More on Liptak’s Criminal Justice Exceptionalism: Making a Case for Comparative Law?

by Peggy McGuinness

As I blogged about here, Adam Liptak has a terrific occasional series (“American Exception”) in the NYTimes examining common features of the US criminal justice system that are quite at odds with the approaches of other democracies. Liptak’s piece today examines the felony murder rule — a rule we adopted from the English common law, but which has in recent years been abolished in most other common law jurisdictions. Again, the focus of exceptionalism here — as with life sentences for juvenille offenders and the death penalty — is not so much that the US criminalizes behavior that others protect, but rather that the US system of punishment is out of step with the rest of the world.

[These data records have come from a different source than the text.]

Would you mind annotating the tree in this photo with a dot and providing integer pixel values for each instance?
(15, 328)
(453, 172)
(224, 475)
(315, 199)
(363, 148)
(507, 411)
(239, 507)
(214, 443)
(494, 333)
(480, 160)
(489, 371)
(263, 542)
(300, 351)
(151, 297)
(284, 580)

I am not a comparative law scholar — though I often find myself explaining to my colleagues what comparative law is and how it is different from public international law. If, as a comparative law colleague at another school once told me, the value of studying other legal systems is to gain “critical distance” from the U.S. system, it strikes me that comparative criminal law would be a great place to start. This may be counterintuitive, particularly at state school where our graduates go on to populate the offices of the public defenders, prosecutors and attorney general, and thus appear only focus on state criminal law and constitutional criminal procedure. But it is precisely because many of our grads will control the levers of political power and the machinery of the state criminal justice system that they might usefully learn from how other states and countries handle the same questions of crime and punishment. I’d be interested to hear what OJ readers think about the value of teaching comparative law at non-elite schools.

One Response

  1. I fully support efforts to teach comparative law at non-elite schools for a couple of reasons.

    1. Finding how others deal with similar types of problems helps one understand that one is dealing with a rule in a given setting that is not immutable but is truly a choice. For example, relief through damages first as opposed to specific performance in contracts.

    2. Given the deepening of contact with international trade in the United States, the deepening of knowledge of other legal systems is important to help our graduates be able to compete.

    3. There is a tendency for firms to outsource knowledge of other legal systems by overlooking Americans in favor of foreigners who come from countries with comparative law as part of the fundamental legal training. This is another example of firms doing things on the cheap. The effect is to reinforce international hierarchy between elite graduates of elite schools around the world as opposed to allowing access to the knowledge and that level to talented persons who are not part of said elites. The law school can help redress that imbalance.

    4. Comparative law is fun and a wonderful gymnastic task for the brain.

    5. It opens students to language nuances too and what words mean when trying to cover similar but not identical legal topics (bonne foi and good faith, beyond a reasonable doubt and conviction intime, etc). It is a way to become open to other legal cultures.

    6. It prepares Americans of more diverse backgrounds to work in internatioanl commercial arbitration – a subject that I love. See The Color Line in International Commercial Arbitration: An American Perspective in ARIA 2004.

    7. It helps counteract efforts to make a virtue of ignorance of foreign laws and I hope will make American graduates who, if made judges, will be better judges then the ones we have now in dealing with foreign law.